Wang Jie, Cauduro Vitoria H, Zhang Meng-Na, Zeng Yan, Flores Erico M M, Wu Yue, Chen Zhi-Gang
Glycomics and Glycan Bioengineering Research Center, College of Food Science &Technology, Nanjing Agricultural University, Nanjing 210095, PR China.
Chemistry Department, Universidade Federal de Santa Maria, 97105-900 Santa Maria, RS, Brazil.
Food Chem. 2025 Apr 1;470:142698. doi: 10.1016/j.foodchem.2024.142698. Epub 2024 Dec 28.

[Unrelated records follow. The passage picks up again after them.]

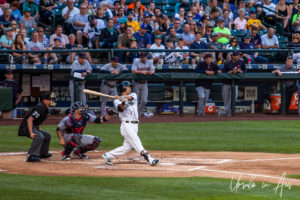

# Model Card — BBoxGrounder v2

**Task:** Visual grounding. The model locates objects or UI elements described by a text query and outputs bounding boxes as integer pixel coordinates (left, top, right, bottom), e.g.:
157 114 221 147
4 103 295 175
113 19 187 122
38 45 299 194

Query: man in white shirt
150 35 166 64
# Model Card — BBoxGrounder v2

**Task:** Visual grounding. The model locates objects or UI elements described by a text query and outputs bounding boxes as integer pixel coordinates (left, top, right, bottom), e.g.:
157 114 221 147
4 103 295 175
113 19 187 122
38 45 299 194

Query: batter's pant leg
40 131 51 155
28 127 45 156
138 83 148 114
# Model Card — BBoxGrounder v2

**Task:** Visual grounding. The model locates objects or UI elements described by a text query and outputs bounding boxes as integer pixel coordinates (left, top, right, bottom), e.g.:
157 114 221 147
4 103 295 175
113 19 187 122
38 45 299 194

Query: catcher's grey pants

The mechanisms underlying three thermal processing methods, namely hot-air drying, microwave irradiation, and heat fluidization, were systematically investigated to evaluate their effects on the structural, functional, and flour-processing properties of whole-grain highland barley. Starch granules were partially damaged when treated with hot-air drying and microwave irradiation. However, these granules were predominantly aggregated or encapsulated in proteins following heat fluidization. Accordingly, flour produced through heat fluidization exhibited the lowest relative crystallinity of 3.43 % and the greatest α → β shifts in secondary protein structures, compared to other treatments. These structural changes led to improved water/oil holding capacity, enhanced elastic property, reduced enthalpy of 4430 J/kg and breakdown viscosity of 0.24 Pa·s. Moreover, fresh noodles made from heat fluidization-treated highland barley exhibited superior textural features. Overall, heat fluidization could be a more effective method to modify the flour-processing properties of whole highland barley flour and enhance its applicability in the food industry.
系统研究了三种热加工方法,即热风干燥、微波辐照和热流化的作用机制,以评估它们对全谷物青稞的结构、功能和面粉加工特性的影响。用热风干燥和微波辐照处理时,淀粉颗粒会受到部分损伤。然而,经过热流化处理后,这些颗粒主要聚集或包裹在蛋白质中。因此,与其他处理相比,通过热流化生产的面粉具有最低的相对结晶度,为3.43%,并且二级蛋白质结构中的α→β转变最大。这些结构变化导致持水/油能力提高、弹性增强、焓降低4430 J/kg以及崩解粘度降低0.24 Pa·s。此外,由热流化处理的青稞制成的新鲜面条表现出优异的质地特征。总体而言,热流化可能是一种更有效的方法,可改善全青稞面粉的面粉加工特性,并提高其在食品工业中的适用性。